Education

Martinez works to share dual loves of mathematics, education

Ricardo Martinez, assistant professor of education (mathematics education.) Credit: Provided. All Rights Reserved.

UNIVERSITY PARK, Pa. — Sharing dual loves of mathematics and education, Ricardo Martinez has joined the Penn State College of Education as an assistant professor of education (mathematics education) from the University of Nebraska-Lincoln, where he was an assistant professor of teaching, learning and teacher education.

Martinez said he decided to come to Penn State because he viewed the University as a place where he feels like he’s part of something bigger than himself.

“The [College of Education] dean [Kim Lawless] said ‘We didn’t just hire you, we hired your family,’” Martinez said. “The notion of family coupled with what the dean and others echoed about ‘What impact are you making?’ told me that even though publications are important, working in the community and impacting lives is also highly valued.”

“I don’t feel like my growth is going to be stagnant at Penn State and that has me excited because at other places I already felt that lack of being challenged and pushed.” 

His longtime work with youth participatory action research — or YPAR — seeks to create mathematical learning experiences that returns the legitimacy of mathematical knowledge creation back to the people. Martinez’s research seeks to discover and dismantle root causes that lead people to believe that they are not “math people” by investigating how mathematics can be used to empower students and teachers.

Martinez runs summer mathematics and YPAR programs for youth that allow for the exploration of the relationships formed with mathematics.

“Take any theoretical mathematician, any ‘hardcore math person’ and what you see is mathematics isn’t just what they do, it’s part of their lives,” Martinez said. “It’s how they see the world. It’s how they engage in everything and that is a spiritual connection that everyone should have because we all learn to count as we learn to speak.

“Do we have rich mathematical experiences that allow us to form relationships with mathematics, others and the natural world?” Martinez asked. “When that happens, we begin to see the mathematics that is alive in ourselves and in others.”

Martinez has a doctorate in mathematics education from Iowa State University, which he finished in 2020, but it is his background as a youth that has inspired him to try to make a difference in his students’ lives. He remarked how his life as a troubled youth was forever altered by a conversation he had with a teacher.

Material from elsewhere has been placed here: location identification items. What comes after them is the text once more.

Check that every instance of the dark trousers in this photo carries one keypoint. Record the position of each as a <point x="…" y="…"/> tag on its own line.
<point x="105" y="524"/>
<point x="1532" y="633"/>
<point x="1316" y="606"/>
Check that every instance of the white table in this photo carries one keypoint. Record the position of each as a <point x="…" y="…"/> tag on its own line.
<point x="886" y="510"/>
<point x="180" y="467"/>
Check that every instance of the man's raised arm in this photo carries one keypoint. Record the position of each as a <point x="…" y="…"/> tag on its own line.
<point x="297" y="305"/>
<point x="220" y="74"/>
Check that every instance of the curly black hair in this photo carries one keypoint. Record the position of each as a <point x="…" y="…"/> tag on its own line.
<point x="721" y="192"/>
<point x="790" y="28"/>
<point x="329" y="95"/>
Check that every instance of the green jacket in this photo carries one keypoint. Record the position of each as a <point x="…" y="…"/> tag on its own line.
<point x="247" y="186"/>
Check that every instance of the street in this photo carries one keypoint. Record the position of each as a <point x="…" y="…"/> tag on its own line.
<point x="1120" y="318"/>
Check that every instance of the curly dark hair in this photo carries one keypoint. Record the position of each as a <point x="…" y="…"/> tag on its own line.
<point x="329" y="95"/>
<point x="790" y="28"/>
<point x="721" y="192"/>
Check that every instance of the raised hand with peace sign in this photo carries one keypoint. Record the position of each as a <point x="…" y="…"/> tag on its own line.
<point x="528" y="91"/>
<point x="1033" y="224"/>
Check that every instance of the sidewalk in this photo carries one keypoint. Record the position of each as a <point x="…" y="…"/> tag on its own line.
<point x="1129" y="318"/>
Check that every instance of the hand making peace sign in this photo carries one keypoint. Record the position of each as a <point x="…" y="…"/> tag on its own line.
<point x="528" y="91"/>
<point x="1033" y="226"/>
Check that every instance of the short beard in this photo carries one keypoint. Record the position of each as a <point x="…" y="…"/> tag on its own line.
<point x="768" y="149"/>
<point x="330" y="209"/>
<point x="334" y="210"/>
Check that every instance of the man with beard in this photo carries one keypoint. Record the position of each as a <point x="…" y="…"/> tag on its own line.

“In high school I was not ‘the best student,’ when it came to following rules,” Martinez said. “I got in trouble a lot. I tried to manipulate the system to take classes to just get out of school quicker. I had a teacher who looked at me in summer school and said ‘I know what you’re doing. You’re better than this. Take this class instead and you’re staying in the honors program.’ If it wasn’t for that, I probably would have gotten kicked out of school like all my friends. I don’t think I would have made it through high school. That moment really changed my life.”

It's that ability for educators to effect change and his chance to instill that value in those looking to become teachers, Martinez said, that ultimately led him to the Penn State College of Education.

“The goal of the college is to not create barriers for the type of work I want to do,” he said. “The college has been clear why they want me, and they understand what I bring. The obvious resources and history of Penn State, the history of people in the college already doing great work provides me with many road maps that I can follow; but there are also other pathways I can create and am encouraged to create and work with others.”